Type 2 diabetes is a widespread problem for many people these days, and our risk for insulin resistance and diabetes only grows as we age. Now, a new report in the May issue of Cell Metabolism, a Cell Press publication, reveals a new contributor to the problem: The muscles of elderly people and of people with type 2 diabetes contain lower concentrations of a protein known as PARL (short for "presenilin-associated rhomboid-like").
PARL plays an important role within cells in remodeling power-generating mitochondria. It's PARL's job to oversee mitochondria's quality control, specifically by maintaining their integrity as the cellular components undergo normal processes of fission and fusion.

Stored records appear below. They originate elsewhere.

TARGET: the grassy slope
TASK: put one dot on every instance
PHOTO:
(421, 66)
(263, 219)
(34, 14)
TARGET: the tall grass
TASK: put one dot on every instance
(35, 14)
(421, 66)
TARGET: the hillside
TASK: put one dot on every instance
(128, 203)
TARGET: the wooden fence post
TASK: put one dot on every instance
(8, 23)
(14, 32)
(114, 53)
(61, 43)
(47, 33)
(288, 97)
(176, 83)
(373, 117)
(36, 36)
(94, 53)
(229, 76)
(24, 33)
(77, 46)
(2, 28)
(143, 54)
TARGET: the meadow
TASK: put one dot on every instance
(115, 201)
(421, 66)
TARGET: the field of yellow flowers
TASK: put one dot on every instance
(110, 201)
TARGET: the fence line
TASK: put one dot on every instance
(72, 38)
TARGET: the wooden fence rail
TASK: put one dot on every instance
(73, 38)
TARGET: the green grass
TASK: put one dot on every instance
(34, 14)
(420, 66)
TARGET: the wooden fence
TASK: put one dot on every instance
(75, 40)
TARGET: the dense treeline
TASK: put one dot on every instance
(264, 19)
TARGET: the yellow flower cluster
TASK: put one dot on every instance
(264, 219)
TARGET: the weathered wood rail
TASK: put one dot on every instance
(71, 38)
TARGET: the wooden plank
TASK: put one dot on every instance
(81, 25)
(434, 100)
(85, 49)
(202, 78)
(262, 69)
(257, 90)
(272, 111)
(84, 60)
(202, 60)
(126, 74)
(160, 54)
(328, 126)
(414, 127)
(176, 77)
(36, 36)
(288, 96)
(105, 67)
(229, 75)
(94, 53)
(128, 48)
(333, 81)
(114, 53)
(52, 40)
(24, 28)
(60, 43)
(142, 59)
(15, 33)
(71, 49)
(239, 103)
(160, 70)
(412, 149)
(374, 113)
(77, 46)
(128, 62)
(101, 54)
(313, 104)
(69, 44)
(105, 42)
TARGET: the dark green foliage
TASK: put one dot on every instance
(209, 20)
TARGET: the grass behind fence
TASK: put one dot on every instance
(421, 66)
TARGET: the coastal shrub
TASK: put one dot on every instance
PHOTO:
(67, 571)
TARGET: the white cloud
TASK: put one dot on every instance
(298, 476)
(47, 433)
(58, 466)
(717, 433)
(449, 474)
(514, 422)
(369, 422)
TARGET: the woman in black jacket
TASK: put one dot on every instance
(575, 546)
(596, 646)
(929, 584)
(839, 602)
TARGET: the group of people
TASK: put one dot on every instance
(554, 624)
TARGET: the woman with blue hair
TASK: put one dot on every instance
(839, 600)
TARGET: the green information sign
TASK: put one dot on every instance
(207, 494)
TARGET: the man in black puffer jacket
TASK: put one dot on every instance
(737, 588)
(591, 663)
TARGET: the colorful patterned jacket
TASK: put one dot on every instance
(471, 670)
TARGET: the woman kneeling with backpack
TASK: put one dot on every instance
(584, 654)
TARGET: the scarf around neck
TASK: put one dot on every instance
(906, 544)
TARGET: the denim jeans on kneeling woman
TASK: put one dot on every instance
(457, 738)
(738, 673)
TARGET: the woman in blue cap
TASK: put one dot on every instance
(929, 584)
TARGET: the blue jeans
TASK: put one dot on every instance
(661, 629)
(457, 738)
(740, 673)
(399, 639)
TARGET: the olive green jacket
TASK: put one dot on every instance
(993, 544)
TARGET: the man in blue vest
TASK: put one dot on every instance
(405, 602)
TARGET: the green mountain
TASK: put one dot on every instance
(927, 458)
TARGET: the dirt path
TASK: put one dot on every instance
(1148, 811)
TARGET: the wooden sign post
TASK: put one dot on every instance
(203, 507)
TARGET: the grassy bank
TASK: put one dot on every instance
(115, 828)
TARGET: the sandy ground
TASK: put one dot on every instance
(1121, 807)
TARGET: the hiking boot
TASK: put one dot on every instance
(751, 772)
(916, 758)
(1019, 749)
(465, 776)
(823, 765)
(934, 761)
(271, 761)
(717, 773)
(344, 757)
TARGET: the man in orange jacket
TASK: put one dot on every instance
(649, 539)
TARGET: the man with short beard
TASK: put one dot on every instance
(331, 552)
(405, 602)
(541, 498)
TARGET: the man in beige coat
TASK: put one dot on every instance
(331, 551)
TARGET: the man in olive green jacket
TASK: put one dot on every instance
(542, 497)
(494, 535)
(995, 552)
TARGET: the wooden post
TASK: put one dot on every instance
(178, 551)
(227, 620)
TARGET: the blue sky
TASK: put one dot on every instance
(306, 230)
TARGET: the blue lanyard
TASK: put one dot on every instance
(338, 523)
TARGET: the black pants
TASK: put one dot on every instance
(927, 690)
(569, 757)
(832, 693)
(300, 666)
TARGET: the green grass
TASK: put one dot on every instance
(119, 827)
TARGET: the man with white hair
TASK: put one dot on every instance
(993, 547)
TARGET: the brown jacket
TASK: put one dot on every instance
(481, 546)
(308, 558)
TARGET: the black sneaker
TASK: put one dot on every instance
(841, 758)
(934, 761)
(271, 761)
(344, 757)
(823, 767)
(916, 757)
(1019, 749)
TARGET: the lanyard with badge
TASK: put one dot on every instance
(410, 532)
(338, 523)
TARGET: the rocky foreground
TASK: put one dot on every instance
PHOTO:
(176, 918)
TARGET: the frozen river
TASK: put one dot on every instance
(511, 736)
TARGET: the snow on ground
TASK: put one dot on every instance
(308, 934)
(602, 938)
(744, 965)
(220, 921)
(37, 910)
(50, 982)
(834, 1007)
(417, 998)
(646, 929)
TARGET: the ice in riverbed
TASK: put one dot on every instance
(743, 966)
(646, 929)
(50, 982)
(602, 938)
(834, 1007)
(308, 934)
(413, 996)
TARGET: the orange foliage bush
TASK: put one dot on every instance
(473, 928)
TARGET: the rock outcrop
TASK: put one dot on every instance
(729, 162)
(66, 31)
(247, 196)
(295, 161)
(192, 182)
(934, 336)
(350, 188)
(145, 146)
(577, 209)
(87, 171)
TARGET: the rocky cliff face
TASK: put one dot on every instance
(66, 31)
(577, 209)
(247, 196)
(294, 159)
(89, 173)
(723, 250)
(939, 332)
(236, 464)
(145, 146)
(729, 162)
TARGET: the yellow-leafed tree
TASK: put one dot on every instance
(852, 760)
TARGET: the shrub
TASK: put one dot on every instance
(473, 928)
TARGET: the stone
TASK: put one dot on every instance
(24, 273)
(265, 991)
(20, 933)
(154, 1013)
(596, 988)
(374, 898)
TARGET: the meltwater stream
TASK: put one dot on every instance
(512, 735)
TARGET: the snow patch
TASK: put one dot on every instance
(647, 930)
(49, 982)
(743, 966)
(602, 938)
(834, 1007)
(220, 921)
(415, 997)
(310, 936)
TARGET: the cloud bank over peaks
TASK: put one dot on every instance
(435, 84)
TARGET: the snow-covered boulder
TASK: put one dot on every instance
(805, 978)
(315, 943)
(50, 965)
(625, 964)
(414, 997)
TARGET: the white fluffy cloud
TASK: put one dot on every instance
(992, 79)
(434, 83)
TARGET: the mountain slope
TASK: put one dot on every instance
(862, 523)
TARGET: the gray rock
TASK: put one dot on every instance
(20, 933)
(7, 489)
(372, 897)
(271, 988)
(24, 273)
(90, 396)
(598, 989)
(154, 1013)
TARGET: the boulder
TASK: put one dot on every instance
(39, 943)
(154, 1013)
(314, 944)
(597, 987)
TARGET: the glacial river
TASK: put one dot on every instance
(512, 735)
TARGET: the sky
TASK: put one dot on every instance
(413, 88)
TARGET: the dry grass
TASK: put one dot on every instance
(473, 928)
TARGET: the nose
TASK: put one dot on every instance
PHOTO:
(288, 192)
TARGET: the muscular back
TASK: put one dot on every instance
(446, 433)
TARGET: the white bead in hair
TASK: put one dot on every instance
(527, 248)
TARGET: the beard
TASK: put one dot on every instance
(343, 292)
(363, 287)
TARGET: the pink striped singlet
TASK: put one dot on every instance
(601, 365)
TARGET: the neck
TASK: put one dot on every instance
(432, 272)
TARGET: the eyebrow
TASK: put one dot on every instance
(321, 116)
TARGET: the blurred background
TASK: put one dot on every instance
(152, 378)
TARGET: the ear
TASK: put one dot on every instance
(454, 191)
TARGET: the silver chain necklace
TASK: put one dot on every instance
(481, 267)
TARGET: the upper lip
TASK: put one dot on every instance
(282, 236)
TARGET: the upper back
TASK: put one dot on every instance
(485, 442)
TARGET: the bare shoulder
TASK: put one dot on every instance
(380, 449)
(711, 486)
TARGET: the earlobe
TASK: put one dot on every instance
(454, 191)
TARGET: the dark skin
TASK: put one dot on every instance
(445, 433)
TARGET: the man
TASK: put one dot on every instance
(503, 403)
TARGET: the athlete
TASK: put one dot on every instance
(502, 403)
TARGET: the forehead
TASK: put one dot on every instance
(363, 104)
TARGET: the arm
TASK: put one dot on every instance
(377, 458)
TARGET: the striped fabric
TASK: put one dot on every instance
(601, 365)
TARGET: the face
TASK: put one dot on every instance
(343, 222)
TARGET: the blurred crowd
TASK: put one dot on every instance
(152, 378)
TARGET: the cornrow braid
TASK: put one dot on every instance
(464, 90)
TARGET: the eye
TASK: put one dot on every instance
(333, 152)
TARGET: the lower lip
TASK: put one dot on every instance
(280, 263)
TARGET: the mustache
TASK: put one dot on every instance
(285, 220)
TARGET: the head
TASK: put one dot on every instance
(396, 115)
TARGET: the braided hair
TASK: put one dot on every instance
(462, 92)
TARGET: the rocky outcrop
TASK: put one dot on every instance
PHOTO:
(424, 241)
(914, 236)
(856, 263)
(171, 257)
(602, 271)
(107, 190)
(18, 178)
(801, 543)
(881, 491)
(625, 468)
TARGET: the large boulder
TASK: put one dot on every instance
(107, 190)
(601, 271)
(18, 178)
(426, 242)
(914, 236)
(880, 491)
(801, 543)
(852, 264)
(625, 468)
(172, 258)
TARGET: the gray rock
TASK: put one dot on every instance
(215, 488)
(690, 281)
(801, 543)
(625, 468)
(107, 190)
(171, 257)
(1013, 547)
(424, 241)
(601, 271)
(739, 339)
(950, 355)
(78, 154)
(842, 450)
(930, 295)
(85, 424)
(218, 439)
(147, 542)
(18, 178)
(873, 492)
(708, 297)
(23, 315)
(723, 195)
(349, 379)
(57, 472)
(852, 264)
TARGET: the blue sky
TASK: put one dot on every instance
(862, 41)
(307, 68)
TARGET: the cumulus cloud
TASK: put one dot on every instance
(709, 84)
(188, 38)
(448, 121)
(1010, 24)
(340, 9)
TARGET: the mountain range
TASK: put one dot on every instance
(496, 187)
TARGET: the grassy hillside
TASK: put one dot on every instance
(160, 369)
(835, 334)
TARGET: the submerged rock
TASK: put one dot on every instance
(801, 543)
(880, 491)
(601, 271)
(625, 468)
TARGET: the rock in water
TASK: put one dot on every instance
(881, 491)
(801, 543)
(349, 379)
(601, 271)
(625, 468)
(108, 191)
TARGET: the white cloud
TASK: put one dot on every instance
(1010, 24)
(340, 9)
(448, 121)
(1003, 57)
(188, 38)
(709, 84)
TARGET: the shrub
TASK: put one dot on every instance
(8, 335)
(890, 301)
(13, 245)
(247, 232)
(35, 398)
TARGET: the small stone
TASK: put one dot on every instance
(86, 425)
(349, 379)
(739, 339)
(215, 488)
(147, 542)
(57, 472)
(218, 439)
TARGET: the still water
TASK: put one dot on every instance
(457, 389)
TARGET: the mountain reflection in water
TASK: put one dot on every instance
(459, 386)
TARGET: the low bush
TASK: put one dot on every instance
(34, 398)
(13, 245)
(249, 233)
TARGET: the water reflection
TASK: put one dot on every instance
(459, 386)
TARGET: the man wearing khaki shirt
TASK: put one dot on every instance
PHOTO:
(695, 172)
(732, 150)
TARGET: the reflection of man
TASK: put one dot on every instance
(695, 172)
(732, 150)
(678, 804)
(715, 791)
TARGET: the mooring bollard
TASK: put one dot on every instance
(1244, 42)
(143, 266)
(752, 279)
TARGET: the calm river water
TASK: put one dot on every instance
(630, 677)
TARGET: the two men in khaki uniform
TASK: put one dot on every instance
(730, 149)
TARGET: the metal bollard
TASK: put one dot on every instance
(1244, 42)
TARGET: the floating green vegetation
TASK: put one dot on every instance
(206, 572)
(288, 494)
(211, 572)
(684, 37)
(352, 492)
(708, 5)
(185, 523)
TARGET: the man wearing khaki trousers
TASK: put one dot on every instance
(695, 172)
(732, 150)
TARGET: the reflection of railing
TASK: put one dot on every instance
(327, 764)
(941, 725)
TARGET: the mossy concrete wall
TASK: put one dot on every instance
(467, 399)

The findings provide yet another link between insulin resistance and the function of mitochondria, the researchers say.
When mitochondria aren't functioning properly, food doesn't get metabolized to the level that it should, explained Anthony Civitarese of Pennington Biomedical Research Center. Instead of getting burned, fats accumulate in cells where they impair insulin's action. As mitochondria fail to work efficiently, they also produce more damaging free radicals.
In the new study, Civitarese's team wanted to follow up on previous clues that PARL might play a role in mitochondrial abnormalities and insulin resistance. To do that, they examined PARL expression levels in the muscles of healthy young people compared to elderly people. Importantly, they specifically compared young and elderly people who were similar to one another in other respects, including their body composition, fatty acid and glucose levels, and physical activity levels.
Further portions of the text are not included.